Check if the pool is assigned correctly #142

cronosnull · 2019-11-21T18:12:57Z

See https://cern.service-now.com/service-portal/view-request.do?n=RQF1370606

cronosnull · 2019-11-28T16:37:08Z

Context

The tier0 collector, when queried for the schedds, return also the global pool schedds with some implications:

The schedds from those collectors are queried twice. That implies that the documents are processed twice (in most cases they are overwritten on ES, and the history is not affected as the checkpoint is set by schedd name).
There will exist reports for the same jobs with a different value for the CMS_Pool attribute (documents for the same batch are overwritten). Because I suspected something similar, I did a change in the order of the collectors in the collectors.json in production 2 weeks ago and that resulted in a reduction of the tier0 jobs in ES.
This has been happening all the time but became evident because of the CMS_Pool attribute.
This also happens in the SI data in ES -e.g. the same schedd is listed with two different pools (they use the same strategy to add the metadata.pool value)

Alternatives

There are several alternatives to fix this:

Rely on the order of the collectors.json file and deduplicate by schedd name. This is, the jobs in schedd will belong to the first pool that claims it.
For the Tier0 collectors query only for the schedds with type tier0schedd. But, I have seen that the global pool also has tier0schedd schedds and the CERN (Tier0) pool also has production and crab schedds.
Instead of using the pool, use the CMSGWMS_Type, which is a property of the schedd and have values: prodschedd, crabschedd, tier0schedd, cmsconnect, institutionalschedd.
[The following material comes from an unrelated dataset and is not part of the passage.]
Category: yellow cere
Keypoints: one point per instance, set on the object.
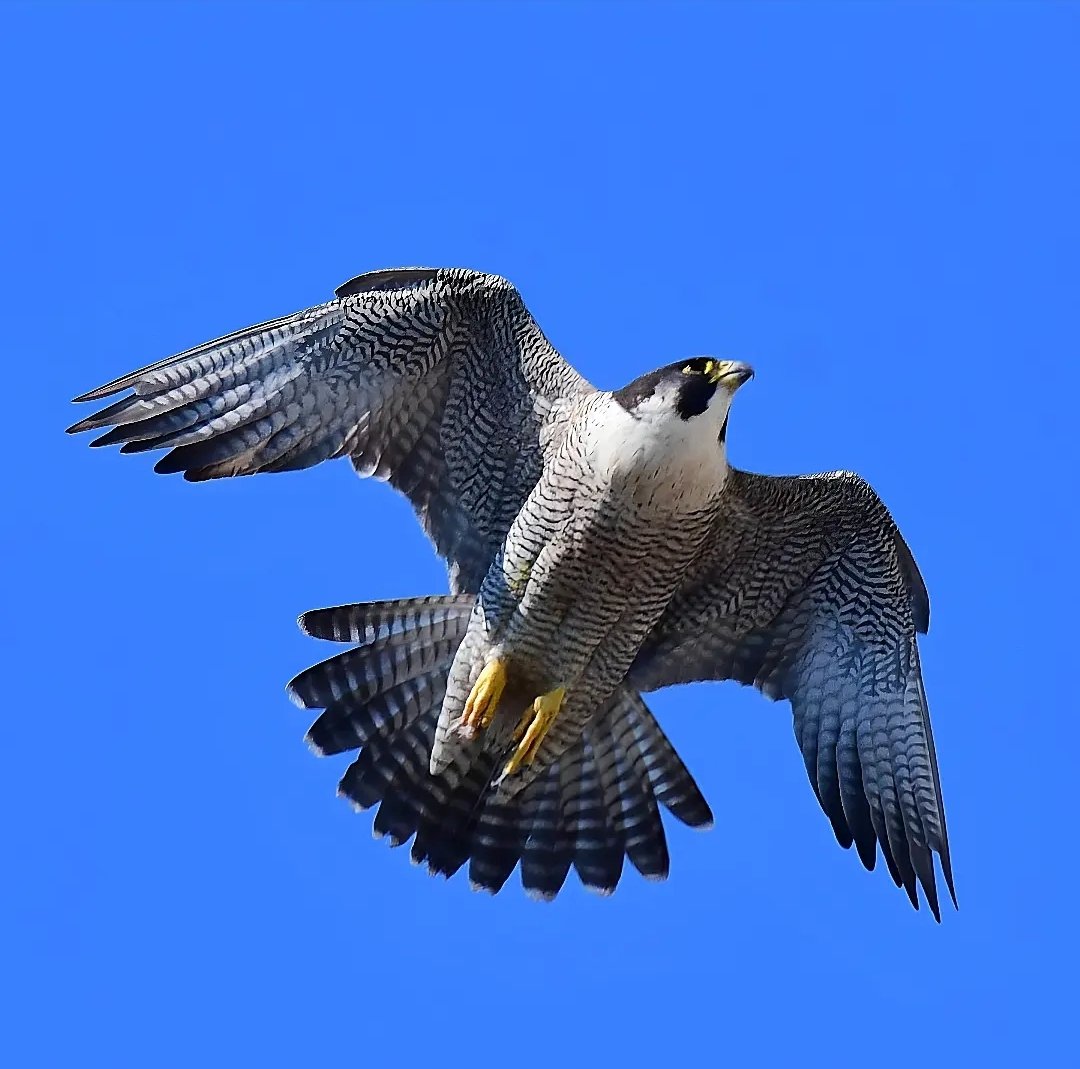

All alternatives are easy to implement, the alternative 1 doesn't imply changes in the data as the same schedds will be queried (but now only once). I tested the alternative 2 and, with that filter, have some missing jobs (so there are some schedds with other types only listed in the tier0 collectors). Alternative 3 will solve a different problem (and I'm not sure if, having the type attribute, this one will give some new information). So, I'll go ahead with alternative 1 while we can have a better solution.

cc: @leggerf

leggerf · 2019-11-28T17:11:35Z

Hi Christian, Many thanks for your investigation. Your 1) seems reasonable, but I would like to get confirmation from the SI experts that we are implementing the right logic. James, Antonio, can you please take a look and let us know your thoughts (and btw, looks like the same issue appears also in the SI data). cheers Federica

…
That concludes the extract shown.